Feature selection approaches for predictive modelling of groundwater nitrate pollution: An evaluation of filters, embedded and wrapper methods

Recognising the various sources of nitrate pollution and understanding system dynamics are fundamental to tackle groundwater quality problems. A comprehensive GIS database of twenty parameters regarding hydrogeological and hydrological features and driving forces were used as inputs for predictive models of nitrate pollution. Additionally, key variables extracted from remotely sensed Normalised Difference Vegetation Index time-series (NDVI) were included in database to provide indications of agroecosystem dynamics. Many approaches can be used to evaluate feature importance related to groundwater pollution caused by nitrates.

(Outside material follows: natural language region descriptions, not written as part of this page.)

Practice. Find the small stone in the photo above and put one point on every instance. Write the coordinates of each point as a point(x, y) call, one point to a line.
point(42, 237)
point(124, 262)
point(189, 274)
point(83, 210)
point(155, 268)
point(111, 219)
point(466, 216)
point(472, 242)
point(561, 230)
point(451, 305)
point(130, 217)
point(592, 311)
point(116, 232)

Filters, wrappers and embedded methods are used to rank feature importance according to the probability of occurrence of nitrates above a threshold value in groundwater. Machine learning algorithms (MLA) such as Classification and Regression Trees (CART), Random Forest (RF) and Support Vector Machines (SVM) are used as wrappers considering four different sequential search approaches: the sequential backward selection (SBS), the sequential forward selection (SFS), the sequential forward floating selection (SFFS) and sequential backward floating selection (SBFS). Feature importance obtained from RF and CART was used as an embedded approach. RF with SFFS had the best performance (mmce=0.12 and AUC=0.92) and good interpretability, where three features related to groundwater polluted areas were selected: i) industries and facilities rating according to their production capacity and total nitrogen emissions to water within a 3km buffer, ii) livestock farms rating by manure production within a 5km buffer and, iii) cumulated NDVI for the post-maximum month, being used as a proxy of vegetation productivity and crop yield.